35. The learned counsel for the petitioner, in his reply arguments, referred to some of the decisions of the Hon'ble Supreme Court and also this Court (supra). In my opinion these decisions do not help the petitioner, at this stage, for, in some of these cases, the court came to conclusion after recording of evidence that the offence punishable under section 307 of IPC was not made out, rather the evidence would show that an offence of lesser gravity had been proved. This case has not reached that stage. Investigation is not yet completed. In some of the decisions cited by the learned counsel, it is true that bail has been granted to the accused. These decisions also do not help, for, in the facts and circumstances of the given case, it might have been held that the accused would be entitled to bail.
38
36. Therefore, from the above discussion, I come to conclusion that the there are prima facie materials to connect the petitioner with non-bailable offences such as section 326 or section 307 of IPC. More than that, as has been held by the Hon'ble Supreme Court in Amarmani Tripathi (supra), the character, behaviour means position and standing of the accused are very important to be considered.

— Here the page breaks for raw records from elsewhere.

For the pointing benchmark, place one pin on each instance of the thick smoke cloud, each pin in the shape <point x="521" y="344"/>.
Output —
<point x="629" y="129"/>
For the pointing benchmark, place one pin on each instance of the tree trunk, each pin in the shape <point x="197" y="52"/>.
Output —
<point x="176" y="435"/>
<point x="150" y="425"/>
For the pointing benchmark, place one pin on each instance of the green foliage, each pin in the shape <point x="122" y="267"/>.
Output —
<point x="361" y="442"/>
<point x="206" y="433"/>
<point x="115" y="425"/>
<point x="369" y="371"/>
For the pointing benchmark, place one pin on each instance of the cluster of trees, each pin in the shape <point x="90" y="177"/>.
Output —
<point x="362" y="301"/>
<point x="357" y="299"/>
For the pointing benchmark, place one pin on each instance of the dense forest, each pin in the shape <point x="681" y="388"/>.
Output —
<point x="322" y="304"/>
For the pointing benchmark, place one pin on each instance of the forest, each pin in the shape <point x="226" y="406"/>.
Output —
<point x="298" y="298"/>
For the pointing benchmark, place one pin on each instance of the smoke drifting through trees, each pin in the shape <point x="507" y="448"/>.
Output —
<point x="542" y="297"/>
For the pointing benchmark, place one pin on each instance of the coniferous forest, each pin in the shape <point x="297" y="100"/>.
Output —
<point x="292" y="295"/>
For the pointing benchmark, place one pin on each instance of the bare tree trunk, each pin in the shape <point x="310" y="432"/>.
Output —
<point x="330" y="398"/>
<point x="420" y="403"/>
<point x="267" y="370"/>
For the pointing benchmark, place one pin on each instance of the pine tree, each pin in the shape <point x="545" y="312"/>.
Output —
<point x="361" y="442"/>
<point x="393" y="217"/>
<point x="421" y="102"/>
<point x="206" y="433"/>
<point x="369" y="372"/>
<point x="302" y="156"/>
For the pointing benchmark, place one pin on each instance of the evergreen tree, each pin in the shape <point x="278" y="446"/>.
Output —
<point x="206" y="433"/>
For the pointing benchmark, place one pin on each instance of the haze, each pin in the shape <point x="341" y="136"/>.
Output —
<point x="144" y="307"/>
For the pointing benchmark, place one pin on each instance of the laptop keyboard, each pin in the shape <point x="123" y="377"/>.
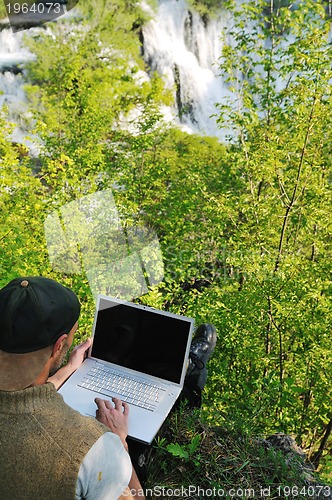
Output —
<point x="130" y="389"/>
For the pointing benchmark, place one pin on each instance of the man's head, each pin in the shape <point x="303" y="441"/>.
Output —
<point x="35" y="314"/>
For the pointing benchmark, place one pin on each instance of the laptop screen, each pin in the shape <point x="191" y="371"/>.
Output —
<point x="143" y="339"/>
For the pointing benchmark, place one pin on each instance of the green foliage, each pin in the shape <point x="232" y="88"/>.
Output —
<point x="245" y="227"/>
<point x="222" y="460"/>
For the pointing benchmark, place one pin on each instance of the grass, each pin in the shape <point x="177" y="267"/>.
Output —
<point x="192" y="460"/>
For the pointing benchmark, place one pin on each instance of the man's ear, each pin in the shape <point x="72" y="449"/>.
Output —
<point x="59" y="345"/>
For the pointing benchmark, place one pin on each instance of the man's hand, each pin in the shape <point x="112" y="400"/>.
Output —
<point x="76" y="358"/>
<point x="115" y="417"/>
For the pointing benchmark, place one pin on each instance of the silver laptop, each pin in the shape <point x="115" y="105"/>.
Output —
<point x="138" y="354"/>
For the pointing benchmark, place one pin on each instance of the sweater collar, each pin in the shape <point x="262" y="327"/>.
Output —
<point x="27" y="400"/>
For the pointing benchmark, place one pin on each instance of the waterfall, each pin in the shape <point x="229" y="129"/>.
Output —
<point x="184" y="48"/>
<point x="177" y="43"/>
<point x="13" y="56"/>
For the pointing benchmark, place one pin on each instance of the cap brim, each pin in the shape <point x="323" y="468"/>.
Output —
<point x="18" y="371"/>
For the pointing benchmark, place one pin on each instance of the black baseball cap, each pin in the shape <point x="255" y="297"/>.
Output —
<point x="34" y="313"/>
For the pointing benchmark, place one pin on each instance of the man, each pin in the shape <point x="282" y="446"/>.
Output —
<point x="48" y="450"/>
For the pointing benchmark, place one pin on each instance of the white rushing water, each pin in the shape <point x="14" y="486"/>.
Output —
<point x="13" y="56"/>
<point x="185" y="49"/>
<point x="177" y="43"/>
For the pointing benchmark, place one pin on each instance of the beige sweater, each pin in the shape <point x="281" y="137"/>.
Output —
<point x="42" y="444"/>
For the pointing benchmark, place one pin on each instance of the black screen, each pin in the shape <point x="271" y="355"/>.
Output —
<point x="141" y="339"/>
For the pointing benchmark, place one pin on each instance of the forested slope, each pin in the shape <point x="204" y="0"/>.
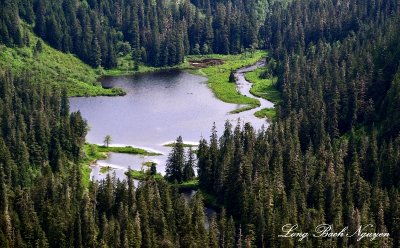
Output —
<point x="158" y="33"/>
<point x="332" y="155"/>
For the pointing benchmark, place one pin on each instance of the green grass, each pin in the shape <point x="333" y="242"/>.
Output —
<point x="269" y="113"/>
<point x="126" y="149"/>
<point x="91" y="155"/>
<point x="149" y="164"/>
<point x="218" y="76"/>
<point x="143" y="175"/>
<point x="184" y="145"/>
<point x="105" y="169"/>
<point x="264" y="88"/>
<point x="54" y="68"/>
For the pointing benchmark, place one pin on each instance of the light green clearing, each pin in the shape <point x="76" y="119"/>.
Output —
<point x="54" y="68"/>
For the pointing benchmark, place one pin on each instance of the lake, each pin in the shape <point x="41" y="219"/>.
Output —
<point x="157" y="108"/>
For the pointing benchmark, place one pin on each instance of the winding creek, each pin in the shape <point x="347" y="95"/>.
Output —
<point x="157" y="108"/>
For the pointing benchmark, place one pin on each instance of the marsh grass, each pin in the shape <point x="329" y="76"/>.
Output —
<point x="54" y="68"/>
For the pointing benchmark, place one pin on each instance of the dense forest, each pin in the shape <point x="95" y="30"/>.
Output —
<point x="331" y="156"/>
<point x="157" y="33"/>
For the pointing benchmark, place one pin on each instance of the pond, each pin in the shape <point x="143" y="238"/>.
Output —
<point x="157" y="108"/>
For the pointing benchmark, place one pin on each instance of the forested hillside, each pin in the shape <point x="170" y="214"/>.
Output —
<point x="331" y="156"/>
<point x="157" y="33"/>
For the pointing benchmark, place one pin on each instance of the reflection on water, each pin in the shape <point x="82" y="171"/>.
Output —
<point x="157" y="108"/>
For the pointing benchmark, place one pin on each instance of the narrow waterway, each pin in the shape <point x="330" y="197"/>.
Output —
<point x="157" y="108"/>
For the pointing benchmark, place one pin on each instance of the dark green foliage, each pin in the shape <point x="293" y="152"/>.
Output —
<point x="176" y="162"/>
<point x="157" y="33"/>
<point x="232" y="78"/>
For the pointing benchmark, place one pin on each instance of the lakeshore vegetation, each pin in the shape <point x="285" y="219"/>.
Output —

It is sure that he misuses his position, as he has done already and discussed as above, to intimidate the witnesses and tamper with evidence. The CC TV footages show the horrendous atmosphere created when the incident took place and there is no guarantee that such people will remain quiet without tampering with evidence once they come out of jail. Hence, I come to conclusion that this petition deserves dismissal. Petition is dismissed. Bail is rejected.